Economic burden of breast cancer on households In Kerala
Abstract
Cancer is a disease in which the financial burden of treatment is a major source of
stress for patients and their families. Cancer care requires expensive treatments and
medications, and the out-of-pocket costs can consume a substantial part of a family's
income and budget. Breast cancer is the most common type of cancer among
females across the world. Hence, the study aimed to analyse the economic burden of
breast cancer on households in Kerala. Specifically, the study examined the extent
and dimensions of cancer in India, the direct and indirect costs associated with
breast cancer, the medical services and health schemes provided by the government
and other organisations, the financial coping mechanisms households use to fund
breast cancer care and the determinants of the economic burden of breast cancer in
Kerala. The research results will be valuable to individual patients, family
caregivers, healthcare providers, and policymakers.
The study is descriptive in nature. The data is collected from primary and secondary
sources. Secondary data was collected from NSSO data, 75th (2017-18), NCRP
reports (2012-16) and GLOBOCAN report (2020). Primary data was collected by
interviewing 400 female patients who had invasive breast cancer. The study was
conducted in Kerala. The cost-of-illness (COI) methodology was used to analyse the
economic burden of cancer.
Respondents who sought treatment in private hospitals incurred significantly higher
medical costs during surgery and targeted therapy. Stage III breast cancer
respondents incurred higher costs compared to stage I and stage II breast cancer
respondents.

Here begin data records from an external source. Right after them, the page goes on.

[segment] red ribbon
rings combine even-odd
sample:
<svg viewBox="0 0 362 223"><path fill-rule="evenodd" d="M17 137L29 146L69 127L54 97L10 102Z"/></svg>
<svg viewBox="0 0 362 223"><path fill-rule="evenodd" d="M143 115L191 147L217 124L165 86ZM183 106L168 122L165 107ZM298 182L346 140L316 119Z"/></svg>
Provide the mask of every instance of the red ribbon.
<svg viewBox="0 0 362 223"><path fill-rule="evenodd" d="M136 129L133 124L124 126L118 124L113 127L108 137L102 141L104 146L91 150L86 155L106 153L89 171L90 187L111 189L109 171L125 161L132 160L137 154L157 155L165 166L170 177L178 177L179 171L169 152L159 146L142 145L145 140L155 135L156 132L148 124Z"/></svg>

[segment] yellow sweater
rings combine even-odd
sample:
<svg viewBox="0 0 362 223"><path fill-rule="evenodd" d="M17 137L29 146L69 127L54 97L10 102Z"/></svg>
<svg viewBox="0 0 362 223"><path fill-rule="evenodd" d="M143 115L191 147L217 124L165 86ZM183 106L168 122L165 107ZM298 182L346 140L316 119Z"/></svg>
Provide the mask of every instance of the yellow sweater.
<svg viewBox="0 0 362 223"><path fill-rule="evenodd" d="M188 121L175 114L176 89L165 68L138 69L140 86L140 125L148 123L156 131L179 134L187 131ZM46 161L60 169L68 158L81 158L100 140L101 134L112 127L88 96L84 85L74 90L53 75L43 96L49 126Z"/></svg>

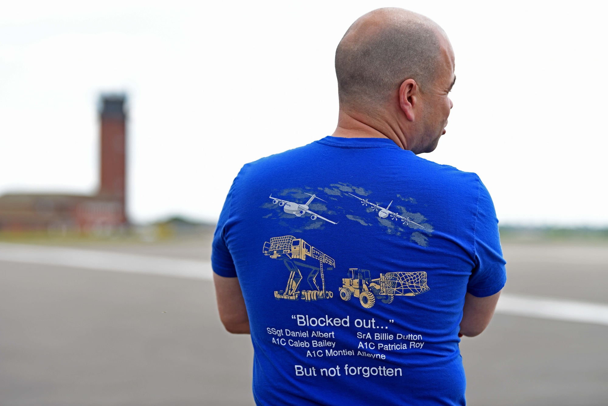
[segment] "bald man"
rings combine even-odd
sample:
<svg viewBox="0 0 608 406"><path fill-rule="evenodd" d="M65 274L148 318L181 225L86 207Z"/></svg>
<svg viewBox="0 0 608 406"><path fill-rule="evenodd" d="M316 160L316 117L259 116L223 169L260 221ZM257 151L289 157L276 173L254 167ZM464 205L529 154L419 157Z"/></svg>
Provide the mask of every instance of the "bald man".
<svg viewBox="0 0 608 406"><path fill-rule="evenodd" d="M446 132L446 33L400 9L336 51L334 133L243 167L213 239L220 318L251 334L258 405L464 405L460 337L506 281L479 177L416 156Z"/></svg>

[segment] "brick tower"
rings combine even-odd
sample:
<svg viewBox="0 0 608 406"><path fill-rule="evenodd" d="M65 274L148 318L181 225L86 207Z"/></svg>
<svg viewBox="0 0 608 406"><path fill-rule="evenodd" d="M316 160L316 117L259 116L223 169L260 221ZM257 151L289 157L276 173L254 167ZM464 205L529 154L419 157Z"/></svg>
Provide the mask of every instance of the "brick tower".
<svg viewBox="0 0 608 406"><path fill-rule="evenodd" d="M103 95L99 112L101 132L101 174L98 195L120 204L121 222L125 213L126 115L125 95Z"/></svg>

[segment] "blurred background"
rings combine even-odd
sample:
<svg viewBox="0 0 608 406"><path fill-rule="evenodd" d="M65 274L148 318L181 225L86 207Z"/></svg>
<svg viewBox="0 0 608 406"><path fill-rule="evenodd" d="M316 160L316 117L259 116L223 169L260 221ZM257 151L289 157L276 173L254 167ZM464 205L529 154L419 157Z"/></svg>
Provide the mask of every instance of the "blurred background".
<svg viewBox="0 0 608 406"><path fill-rule="evenodd" d="M336 46L387 6L447 33L422 156L479 174L500 221L469 404L608 403L605 3L24 1L0 13L0 404L252 404L215 223L244 163L333 132Z"/></svg>

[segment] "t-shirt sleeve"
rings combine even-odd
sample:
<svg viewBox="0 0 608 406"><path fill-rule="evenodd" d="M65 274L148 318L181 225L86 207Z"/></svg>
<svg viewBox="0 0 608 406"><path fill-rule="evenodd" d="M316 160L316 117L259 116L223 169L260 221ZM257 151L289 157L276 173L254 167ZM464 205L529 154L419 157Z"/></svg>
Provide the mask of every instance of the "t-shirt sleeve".
<svg viewBox="0 0 608 406"><path fill-rule="evenodd" d="M498 293L506 282L505 264L494 203L486 187L479 181L475 225L475 268L469 278L467 292L477 297Z"/></svg>
<svg viewBox="0 0 608 406"><path fill-rule="evenodd" d="M232 260L232 256L230 255L230 250L228 249L228 245L226 243L226 224L230 219L232 194L235 182L236 179L235 179L235 182L232 182L232 185L228 191L228 196L226 196L226 201L224 202L224 207L222 208L219 219L218 221L218 225L216 226L215 232L213 233L213 242L211 250L211 266L213 272L221 277L226 278L237 277L237 270L234 266L234 261Z"/></svg>

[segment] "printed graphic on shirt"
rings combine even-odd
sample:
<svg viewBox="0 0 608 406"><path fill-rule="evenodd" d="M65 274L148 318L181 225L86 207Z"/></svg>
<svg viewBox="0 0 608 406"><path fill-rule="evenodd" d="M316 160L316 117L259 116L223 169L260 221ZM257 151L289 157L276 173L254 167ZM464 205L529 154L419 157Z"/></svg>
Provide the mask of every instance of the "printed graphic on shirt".
<svg viewBox="0 0 608 406"><path fill-rule="evenodd" d="M325 276L323 274L323 270L332 270L336 267L336 261L331 257L311 246L302 238L296 238L292 235L271 238L270 242L264 243L262 252L264 255L274 260L283 261L289 272L285 290L275 291L274 297L276 299L299 300L301 298L306 301L310 301L333 297L333 292L325 287ZM307 258L316 261L311 262L309 260L308 262L306 262ZM317 261L319 266L316 266ZM325 264L329 266L325 267ZM303 278L302 270L304 270L305 274L308 272L306 282L310 289L299 291L298 288ZM319 274L321 275L320 287L317 284L317 275Z"/></svg>
<svg viewBox="0 0 608 406"><path fill-rule="evenodd" d="M382 207L382 206L378 204L375 204L374 203L370 202L369 199L361 199L358 196L355 196L352 193L348 193L348 194L350 194L351 196L356 198L357 199L359 199L360 201L361 201L362 205L367 206L368 205L369 205L370 206L371 206L371 210L378 212L378 217L379 217L380 218L385 219L387 217L390 216L390 218L392 219L401 220L401 222L406 225L409 225L410 224L415 224L415 225L418 225L418 227L421 227L423 229L424 228L424 225L421 225L420 224L415 222L413 220L410 219L409 217L404 217L398 213L395 213L395 212L391 212L390 210L389 210L389 208L390 207L390 205L393 204L393 201L392 200L390 201L390 203L389 203L389 205L386 207L386 208L385 208L384 207Z"/></svg>
<svg viewBox="0 0 608 406"><path fill-rule="evenodd" d="M383 303L392 303L395 296L415 296L428 291L426 272L387 272L371 279L367 269L351 268L342 279L340 297L350 300L353 296L365 309L370 309L379 299Z"/></svg>
<svg viewBox="0 0 608 406"><path fill-rule="evenodd" d="M320 196L316 188L305 186L272 190L262 205L268 212L263 218L272 219L285 229L285 234L305 230L323 230L338 223L337 213L328 204L326 196ZM313 197L314 196L314 197Z"/></svg>
<svg viewBox="0 0 608 406"><path fill-rule="evenodd" d="M337 224L337 223L326 219L325 217L317 215L316 213L313 213L308 210L309 206L315 198L319 199L319 200L327 202L326 201L323 200L316 194L311 194L310 193L307 193L306 192L302 192L305 194L308 194L311 196L310 199L306 203L295 203L294 202L290 202L286 200L283 200L282 199L277 199L276 198L273 198L272 194L271 194L270 198L272 199L272 204L278 204L279 206L283 207L283 210L287 213L290 215L295 215L296 217L302 217L303 215L306 213L311 215L311 220L316 220L318 217L320 219L323 219L328 222L330 222L332 224Z"/></svg>
<svg viewBox="0 0 608 406"><path fill-rule="evenodd" d="M322 198L317 195L319 193L324 194ZM325 224L331 228L338 227L339 221L345 218L363 226L379 227L387 234L428 246L429 238L434 231L432 225L421 213L410 212L404 206L417 204L415 199L397 194L388 204L387 202L383 204L376 199L371 200L375 195L371 190L345 182L325 187L274 189L269 196L272 200L267 201L261 207L270 211L263 218L278 221L285 234L320 231L325 229ZM382 195L385 197L385 193ZM358 201L362 208L355 204Z"/></svg>

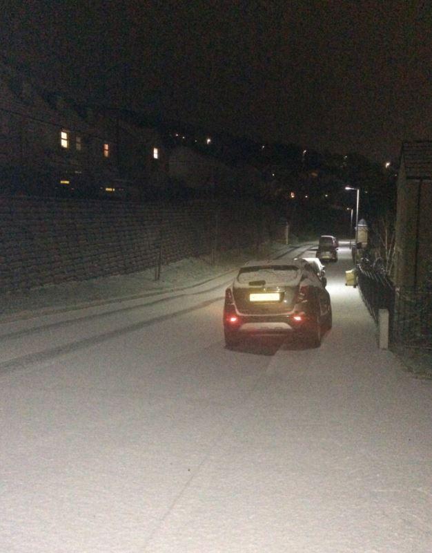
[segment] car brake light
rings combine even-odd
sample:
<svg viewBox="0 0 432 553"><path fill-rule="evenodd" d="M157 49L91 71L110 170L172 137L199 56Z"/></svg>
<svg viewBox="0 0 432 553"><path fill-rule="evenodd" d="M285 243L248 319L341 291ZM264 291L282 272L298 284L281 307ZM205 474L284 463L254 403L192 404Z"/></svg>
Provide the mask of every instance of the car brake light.
<svg viewBox="0 0 432 553"><path fill-rule="evenodd" d="M230 288L226 288L225 290L225 303L233 303L234 299L233 298L233 292L231 292Z"/></svg>

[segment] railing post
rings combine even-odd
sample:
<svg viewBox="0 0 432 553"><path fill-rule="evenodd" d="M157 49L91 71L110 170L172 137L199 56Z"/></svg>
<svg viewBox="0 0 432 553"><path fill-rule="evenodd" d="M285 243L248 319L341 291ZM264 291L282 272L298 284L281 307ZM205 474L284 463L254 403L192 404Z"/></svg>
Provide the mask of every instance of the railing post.
<svg viewBox="0 0 432 553"><path fill-rule="evenodd" d="M378 328L380 330L380 348L389 349L389 310L378 310Z"/></svg>

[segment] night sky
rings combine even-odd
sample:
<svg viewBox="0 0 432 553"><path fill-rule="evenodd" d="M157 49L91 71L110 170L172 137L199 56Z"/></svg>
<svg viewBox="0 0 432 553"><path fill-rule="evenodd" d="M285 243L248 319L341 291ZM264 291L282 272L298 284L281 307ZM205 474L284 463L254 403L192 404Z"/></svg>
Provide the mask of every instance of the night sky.
<svg viewBox="0 0 432 553"><path fill-rule="evenodd" d="M1 4L5 57L80 101L380 161L432 138L429 0Z"/></svg>

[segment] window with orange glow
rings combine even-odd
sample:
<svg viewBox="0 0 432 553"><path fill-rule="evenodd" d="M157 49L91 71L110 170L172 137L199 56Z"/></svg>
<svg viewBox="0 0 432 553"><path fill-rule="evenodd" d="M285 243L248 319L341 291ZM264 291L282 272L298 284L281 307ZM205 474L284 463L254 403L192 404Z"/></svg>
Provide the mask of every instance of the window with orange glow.
<svg viewBox="0 0 432 553"><path fill-rule="evenodd" d="M68 131L60 131L60 145L62 148L69 147L69 133Z"/></svg>

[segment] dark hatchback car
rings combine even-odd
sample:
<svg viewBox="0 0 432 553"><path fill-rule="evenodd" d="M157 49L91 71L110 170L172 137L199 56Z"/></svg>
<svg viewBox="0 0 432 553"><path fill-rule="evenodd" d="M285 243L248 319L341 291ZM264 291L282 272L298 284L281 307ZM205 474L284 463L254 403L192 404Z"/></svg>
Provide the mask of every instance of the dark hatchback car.
<svg viewBox="0 0 432 553"><path fill-rule="evenodd" d="M326 261L337 261L337 249L339 247L339 241L335 236L330 234L323 234L320 236L318 241L318 249L315 256L317 257L321 263Z"/></svg>
<svg viewBox="0 0 432 553"><path fill-rule="evenodd" d="M228 347L248 336L293 333L318 347L331 324L330 294L304 260L250 261L225 292Z"/></svg>

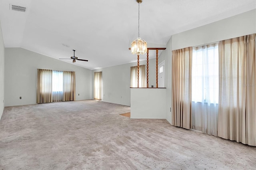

On the basis of treatment protocol, the highest medical cost was
observed for the treatment protocol- neoadjuvant chemotherapy followed by
surgery, then adjuvant chemotherapy, then radiation and targeted therapy. The
significant determinants of total medical cost for the treatment of breast cancer were
the duration of radiation received, number of chemotherapy cycles received, choice
of provider for surgery, choice of provider for chemotherapy and choice of provider
for targeted therapy.Around 9.2 per cent of respondents availed of employee benefit schemes, 59 per
cent of respondents availed government health schemes and 8 per cent availed
private health insurance schemes. Around 23.7 per cent of respondents did not avail
any health or insurance scheme. The out-of-pocket expenditures (OOPE) incurred
by respondents who sought treatment in private hospitals were higher than the
OOPE incurred by respondents who sought treatment in government hospitals. As
the stage of breast cancer advances, the OOPE also increases. Around 40 per cent of
respondents experienced CHE during breast cancer treatment. Using a multivariate
regression analysis, the significant determinants of OOPE were TNM stage of breast
cancer, duration of radiation received, number of chemotherapy cycles received,
choice of provider for diagnosis, choice of provider for surgery, choice of provider
for follow-up treatment, amount received from employee benefit scheme,
government health schemes and health insurance scheme during treatment, total
medical cost of treatment, and total non-medical cost of treatment. The goodness of
fit of the model was 97 per cent.
The common coping mechanisms among breast cancer patients were selling gold
and borrowing from friends and family. Using a multinomial logistic regression
model, the significant determinants of economic burden were the annual income of
the household, TNM stage of breast cancer, whether gold was sold to fund
treatment, and whether money was borrowed from a bank in order to fund treatment.
The goodness of fit of the model was 68 per cent.
The study focuses only on the economic burden of breast cancer. A comprehensive
study that analyses the financial costs associated with all types of cancer is
suggested for future research. The economic burden of cancer should be studied at a
national level in order to formulate which reduces the burden of cancer on patients
and their households.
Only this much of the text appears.